The Caricature of Commerce
When most people hear the word "sales," a specific image comes to mind. It is usually a guy in a cheap suit at a used car lot, or a high-pressure agent trying to unload a timeshare. The dynamic is adversarial: one person talking at another, trying to force a "yes" through sheer volume and persistence.
This caricature damages the entire profession. It leads people to believe that selling is about trickery, coercion, or winning an argument. It convinces businesses that the only way to move a product is to lower the price.
But the "discounting trap" reveals the flaw in this thinking. If you try to sell someone a burrito they do not want, lowering the price from $10 to $5 does not make them hungry. Lowering it to $1 makes them suspicious. They wonder, "What is wrong with this burrito?" Price is rarely the friction point; value is.
The Best Sales Feel Like Service
True salesmanship looks nothing like the caricature. In fact, when it is done well, it is completely invisible.

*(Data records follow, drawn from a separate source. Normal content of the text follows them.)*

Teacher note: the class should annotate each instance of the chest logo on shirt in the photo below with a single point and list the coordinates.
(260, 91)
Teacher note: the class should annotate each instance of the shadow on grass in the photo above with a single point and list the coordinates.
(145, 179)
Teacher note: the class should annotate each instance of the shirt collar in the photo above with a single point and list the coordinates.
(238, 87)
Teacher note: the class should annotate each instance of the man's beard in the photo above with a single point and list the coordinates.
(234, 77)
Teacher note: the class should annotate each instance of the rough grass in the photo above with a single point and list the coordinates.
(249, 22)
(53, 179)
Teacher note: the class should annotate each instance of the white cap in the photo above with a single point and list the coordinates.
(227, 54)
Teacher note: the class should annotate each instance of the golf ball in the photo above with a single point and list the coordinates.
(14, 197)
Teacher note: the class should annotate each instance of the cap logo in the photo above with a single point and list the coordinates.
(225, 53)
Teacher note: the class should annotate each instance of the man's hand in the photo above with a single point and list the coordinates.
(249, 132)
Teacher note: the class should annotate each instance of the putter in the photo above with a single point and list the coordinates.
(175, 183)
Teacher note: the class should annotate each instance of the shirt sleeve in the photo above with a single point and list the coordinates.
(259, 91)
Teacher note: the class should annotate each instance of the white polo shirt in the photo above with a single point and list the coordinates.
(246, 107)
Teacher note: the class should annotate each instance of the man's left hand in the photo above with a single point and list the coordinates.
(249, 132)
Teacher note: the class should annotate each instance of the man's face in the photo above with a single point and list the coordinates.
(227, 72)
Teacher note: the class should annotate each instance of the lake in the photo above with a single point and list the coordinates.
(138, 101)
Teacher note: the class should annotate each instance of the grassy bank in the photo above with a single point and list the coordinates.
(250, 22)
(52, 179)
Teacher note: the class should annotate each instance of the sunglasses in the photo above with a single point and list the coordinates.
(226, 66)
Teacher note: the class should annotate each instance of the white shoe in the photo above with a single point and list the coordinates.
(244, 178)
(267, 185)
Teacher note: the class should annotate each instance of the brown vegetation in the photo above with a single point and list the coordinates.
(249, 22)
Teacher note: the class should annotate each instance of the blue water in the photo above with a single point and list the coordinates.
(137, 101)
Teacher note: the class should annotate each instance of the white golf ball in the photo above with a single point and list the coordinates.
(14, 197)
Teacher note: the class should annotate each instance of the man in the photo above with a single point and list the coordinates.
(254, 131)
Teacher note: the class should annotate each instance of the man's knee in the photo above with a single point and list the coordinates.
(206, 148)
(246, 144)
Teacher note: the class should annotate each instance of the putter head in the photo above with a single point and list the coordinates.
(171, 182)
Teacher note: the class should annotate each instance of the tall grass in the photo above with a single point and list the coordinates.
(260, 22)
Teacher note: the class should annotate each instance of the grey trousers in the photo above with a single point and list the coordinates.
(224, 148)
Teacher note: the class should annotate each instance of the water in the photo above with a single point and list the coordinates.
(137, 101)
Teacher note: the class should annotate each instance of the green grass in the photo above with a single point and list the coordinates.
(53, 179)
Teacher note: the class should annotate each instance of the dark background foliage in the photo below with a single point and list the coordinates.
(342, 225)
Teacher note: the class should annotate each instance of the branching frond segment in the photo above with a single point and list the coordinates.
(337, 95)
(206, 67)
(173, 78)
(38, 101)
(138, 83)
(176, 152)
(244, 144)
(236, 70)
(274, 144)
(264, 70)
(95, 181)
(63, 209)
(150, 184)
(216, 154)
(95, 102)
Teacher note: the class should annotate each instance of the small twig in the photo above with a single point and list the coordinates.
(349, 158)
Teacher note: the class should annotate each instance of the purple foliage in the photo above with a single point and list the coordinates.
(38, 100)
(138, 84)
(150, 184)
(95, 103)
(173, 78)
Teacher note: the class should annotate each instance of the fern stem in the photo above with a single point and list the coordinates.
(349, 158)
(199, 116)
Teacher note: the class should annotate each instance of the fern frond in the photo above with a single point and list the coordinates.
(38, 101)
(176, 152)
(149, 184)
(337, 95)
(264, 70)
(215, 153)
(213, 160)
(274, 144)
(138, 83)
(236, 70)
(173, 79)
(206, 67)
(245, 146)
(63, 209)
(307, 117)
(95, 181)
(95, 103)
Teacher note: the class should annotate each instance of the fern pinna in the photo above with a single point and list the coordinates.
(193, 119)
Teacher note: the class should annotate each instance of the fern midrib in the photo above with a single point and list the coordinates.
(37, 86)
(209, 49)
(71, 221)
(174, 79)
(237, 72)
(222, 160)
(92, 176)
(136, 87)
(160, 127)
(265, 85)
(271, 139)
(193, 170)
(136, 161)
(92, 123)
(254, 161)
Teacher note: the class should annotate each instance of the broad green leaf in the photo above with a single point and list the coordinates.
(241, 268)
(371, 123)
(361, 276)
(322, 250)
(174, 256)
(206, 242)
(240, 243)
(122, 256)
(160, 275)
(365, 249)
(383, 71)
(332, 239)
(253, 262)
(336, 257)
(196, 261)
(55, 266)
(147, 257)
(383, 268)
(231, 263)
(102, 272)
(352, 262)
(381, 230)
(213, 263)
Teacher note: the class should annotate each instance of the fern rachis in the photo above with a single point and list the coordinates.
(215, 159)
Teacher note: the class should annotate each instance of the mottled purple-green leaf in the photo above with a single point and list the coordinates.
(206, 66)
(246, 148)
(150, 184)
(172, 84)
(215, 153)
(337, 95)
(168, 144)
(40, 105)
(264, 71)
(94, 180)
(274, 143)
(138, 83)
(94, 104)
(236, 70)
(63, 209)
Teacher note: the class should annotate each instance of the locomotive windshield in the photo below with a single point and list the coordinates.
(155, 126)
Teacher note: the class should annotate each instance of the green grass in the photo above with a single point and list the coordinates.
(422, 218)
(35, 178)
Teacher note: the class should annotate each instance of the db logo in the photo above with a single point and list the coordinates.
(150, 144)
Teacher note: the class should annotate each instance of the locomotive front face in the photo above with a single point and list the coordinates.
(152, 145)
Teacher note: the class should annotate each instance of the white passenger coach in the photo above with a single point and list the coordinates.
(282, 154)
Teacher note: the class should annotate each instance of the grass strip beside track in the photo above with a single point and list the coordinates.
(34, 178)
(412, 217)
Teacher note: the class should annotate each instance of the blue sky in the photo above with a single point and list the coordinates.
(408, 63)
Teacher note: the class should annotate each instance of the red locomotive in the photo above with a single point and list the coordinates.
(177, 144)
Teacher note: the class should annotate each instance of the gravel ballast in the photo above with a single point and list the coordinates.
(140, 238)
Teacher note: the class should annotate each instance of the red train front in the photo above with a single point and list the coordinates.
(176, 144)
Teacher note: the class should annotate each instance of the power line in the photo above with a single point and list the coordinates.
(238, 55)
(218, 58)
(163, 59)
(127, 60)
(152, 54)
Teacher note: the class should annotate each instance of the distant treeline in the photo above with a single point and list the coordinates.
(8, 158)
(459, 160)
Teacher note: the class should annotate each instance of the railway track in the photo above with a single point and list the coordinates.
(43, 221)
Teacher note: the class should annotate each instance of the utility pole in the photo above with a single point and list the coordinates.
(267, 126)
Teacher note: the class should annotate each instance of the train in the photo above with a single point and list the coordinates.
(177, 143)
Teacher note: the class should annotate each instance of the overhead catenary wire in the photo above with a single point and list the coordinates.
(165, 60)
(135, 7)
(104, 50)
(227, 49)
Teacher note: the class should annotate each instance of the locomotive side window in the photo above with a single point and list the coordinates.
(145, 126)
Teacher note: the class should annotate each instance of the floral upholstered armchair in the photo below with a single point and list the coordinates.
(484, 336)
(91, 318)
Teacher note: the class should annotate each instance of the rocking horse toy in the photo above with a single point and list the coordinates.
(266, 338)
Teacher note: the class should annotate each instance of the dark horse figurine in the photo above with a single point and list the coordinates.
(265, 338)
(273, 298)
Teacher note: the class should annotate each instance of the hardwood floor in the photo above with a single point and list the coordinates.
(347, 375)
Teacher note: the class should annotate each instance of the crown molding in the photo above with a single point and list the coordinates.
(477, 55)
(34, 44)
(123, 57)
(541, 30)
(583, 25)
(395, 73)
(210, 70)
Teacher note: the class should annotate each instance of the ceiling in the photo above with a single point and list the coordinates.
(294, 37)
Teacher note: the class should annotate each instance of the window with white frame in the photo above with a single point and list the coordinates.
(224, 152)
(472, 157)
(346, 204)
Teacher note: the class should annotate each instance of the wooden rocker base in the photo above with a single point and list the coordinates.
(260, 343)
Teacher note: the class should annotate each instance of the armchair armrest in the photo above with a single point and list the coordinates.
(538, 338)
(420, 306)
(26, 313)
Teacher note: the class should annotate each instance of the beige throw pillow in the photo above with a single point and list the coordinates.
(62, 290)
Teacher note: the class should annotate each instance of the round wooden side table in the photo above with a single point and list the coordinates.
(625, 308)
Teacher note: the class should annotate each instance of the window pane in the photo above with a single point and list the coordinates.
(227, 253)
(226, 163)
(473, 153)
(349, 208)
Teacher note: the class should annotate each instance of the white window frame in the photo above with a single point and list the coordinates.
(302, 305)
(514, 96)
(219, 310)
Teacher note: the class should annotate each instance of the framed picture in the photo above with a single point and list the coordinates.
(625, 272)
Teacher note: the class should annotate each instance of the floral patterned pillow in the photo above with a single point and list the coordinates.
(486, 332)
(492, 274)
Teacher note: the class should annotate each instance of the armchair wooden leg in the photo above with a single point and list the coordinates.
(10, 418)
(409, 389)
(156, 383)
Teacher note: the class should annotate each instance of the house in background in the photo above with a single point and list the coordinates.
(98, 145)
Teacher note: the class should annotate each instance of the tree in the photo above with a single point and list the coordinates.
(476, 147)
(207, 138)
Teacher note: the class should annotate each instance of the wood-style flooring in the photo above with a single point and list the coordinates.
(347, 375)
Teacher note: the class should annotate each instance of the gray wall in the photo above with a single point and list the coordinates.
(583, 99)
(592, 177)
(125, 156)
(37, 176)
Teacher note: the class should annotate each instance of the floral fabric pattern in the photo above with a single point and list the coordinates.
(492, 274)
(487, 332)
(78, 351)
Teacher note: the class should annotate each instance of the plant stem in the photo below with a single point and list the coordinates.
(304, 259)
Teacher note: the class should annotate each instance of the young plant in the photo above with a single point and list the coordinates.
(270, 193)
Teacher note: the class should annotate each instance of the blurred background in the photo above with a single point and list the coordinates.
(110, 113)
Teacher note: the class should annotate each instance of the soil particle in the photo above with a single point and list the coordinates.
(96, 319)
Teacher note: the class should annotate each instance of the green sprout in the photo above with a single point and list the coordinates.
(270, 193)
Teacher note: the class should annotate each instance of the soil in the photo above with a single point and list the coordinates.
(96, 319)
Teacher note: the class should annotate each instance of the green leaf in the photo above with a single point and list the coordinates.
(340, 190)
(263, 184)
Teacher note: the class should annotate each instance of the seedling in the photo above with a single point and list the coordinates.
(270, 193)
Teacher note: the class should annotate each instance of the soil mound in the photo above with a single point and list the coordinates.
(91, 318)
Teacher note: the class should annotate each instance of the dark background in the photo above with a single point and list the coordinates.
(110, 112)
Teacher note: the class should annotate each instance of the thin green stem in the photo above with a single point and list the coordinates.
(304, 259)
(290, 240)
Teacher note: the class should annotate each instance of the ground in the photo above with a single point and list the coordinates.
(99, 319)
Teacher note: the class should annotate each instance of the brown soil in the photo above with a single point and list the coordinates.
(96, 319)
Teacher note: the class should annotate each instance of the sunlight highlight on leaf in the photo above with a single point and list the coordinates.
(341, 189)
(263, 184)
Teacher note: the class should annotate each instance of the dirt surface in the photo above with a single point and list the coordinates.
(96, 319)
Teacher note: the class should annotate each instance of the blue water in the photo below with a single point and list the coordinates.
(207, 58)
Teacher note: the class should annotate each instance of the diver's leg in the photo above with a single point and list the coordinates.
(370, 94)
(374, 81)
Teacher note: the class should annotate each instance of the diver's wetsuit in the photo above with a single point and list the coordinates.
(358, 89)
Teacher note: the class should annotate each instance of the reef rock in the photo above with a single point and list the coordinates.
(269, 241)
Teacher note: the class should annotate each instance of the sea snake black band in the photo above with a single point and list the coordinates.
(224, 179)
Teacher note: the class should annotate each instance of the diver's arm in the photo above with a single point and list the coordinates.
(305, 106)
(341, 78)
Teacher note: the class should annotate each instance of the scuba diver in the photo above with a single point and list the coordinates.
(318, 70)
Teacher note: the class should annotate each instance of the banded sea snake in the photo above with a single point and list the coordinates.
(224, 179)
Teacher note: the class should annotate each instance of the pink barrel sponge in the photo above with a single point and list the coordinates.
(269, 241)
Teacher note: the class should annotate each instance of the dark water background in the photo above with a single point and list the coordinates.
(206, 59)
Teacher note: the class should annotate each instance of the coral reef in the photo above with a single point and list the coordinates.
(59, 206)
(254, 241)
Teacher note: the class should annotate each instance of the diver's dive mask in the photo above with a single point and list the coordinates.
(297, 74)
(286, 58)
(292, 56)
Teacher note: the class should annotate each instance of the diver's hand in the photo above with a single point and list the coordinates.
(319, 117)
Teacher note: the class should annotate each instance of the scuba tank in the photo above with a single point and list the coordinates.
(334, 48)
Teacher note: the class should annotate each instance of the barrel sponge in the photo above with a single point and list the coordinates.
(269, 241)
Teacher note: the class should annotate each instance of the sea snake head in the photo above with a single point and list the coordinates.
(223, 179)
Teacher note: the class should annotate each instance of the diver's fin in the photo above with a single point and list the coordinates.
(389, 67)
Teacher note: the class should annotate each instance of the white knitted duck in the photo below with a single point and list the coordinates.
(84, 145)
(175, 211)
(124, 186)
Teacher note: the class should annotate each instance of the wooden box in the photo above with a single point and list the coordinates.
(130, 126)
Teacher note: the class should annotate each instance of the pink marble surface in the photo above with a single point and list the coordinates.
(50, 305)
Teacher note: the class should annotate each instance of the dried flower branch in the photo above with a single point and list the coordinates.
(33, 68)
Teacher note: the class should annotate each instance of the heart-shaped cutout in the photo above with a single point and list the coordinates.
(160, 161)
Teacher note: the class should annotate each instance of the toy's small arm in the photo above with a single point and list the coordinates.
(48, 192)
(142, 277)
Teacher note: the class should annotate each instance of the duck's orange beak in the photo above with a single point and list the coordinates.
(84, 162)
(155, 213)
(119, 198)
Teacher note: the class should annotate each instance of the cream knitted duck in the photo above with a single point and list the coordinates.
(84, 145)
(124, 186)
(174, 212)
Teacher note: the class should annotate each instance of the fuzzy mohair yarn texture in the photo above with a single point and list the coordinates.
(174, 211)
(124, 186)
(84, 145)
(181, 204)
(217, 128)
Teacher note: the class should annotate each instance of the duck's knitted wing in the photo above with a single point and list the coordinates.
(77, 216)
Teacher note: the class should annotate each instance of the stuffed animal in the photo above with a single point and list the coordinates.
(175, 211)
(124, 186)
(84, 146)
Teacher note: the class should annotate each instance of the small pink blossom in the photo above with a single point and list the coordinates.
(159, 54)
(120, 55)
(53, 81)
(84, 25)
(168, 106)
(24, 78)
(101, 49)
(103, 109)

Consider the best interactions you have had with service providers. When you bring a serious problem to an expert, they don't read from a script. They don't list features. They ask questions. They diagnose the pain. They listen until they understand the issue better than you do.
When they finally offer a solution, it doesn't feel like a pitch. It feels like relief. You are happy to hand over the money because the transaction leaves you better off than you were before. The payment is almost an afterthought to the solution.
This is the reality of modern business: You are not trading goods for money; you are trading solutions for trust.
The Playbook Fallacy
Many organizations try to skip the hard work of diagnosing customer problems by importing "sales machinery." They hire expensive executives with impressive resumes from giant corporations, expecting them to instantly generate revenue.
This rarely works in new ventures. A sales leader from a mature company is an operator. They know how to run a playbook that has already been written. They know how to optimize territories and manage quotas. But they do not know how to write the playbook from scratch.
Sales cannot be automated or delegated until the value proposition is proven. You cannot hire someone to figure out why people buy your product. That discovery process requires deep, empathetic listening, not just operational efficiency.
Reframing "Consulting"
There is a pervasive fear in the technology sector of doing "unscalable" work. Companies often refuse to build custom integrations or solve specific, messy problems for large clients because they fear looking like a consulting firm rather than a product company.
This is a misunderstanding of how business relationships are built.
When a large entity pays you to solve a specific, difficult problem, that is not failure. That is paid research and development. It is an opportunity to learn exactly how a complex organization functions.
Furthermore, deep integrations create deep moats. If a solution takes time and effort to install, it becomes woven into the fabric of the client's operations. Friction in the sales process often translates to stability in the retention metrics. A quick, low-touch sale is easy to make, but it is also easy to churn.
Conclusion
At its core, business is simple trade. It is not an act of extraction where one side wins and the other loses. It is a cooperative act where both sides leave the table with more value than they brought.
If a sales process feels painful, manipulative, or difficult, it is usually because the seller has stopped solving problems and started chasing metrics. The most effective way to sell anything is to stop trying to sell it, and start trying to help.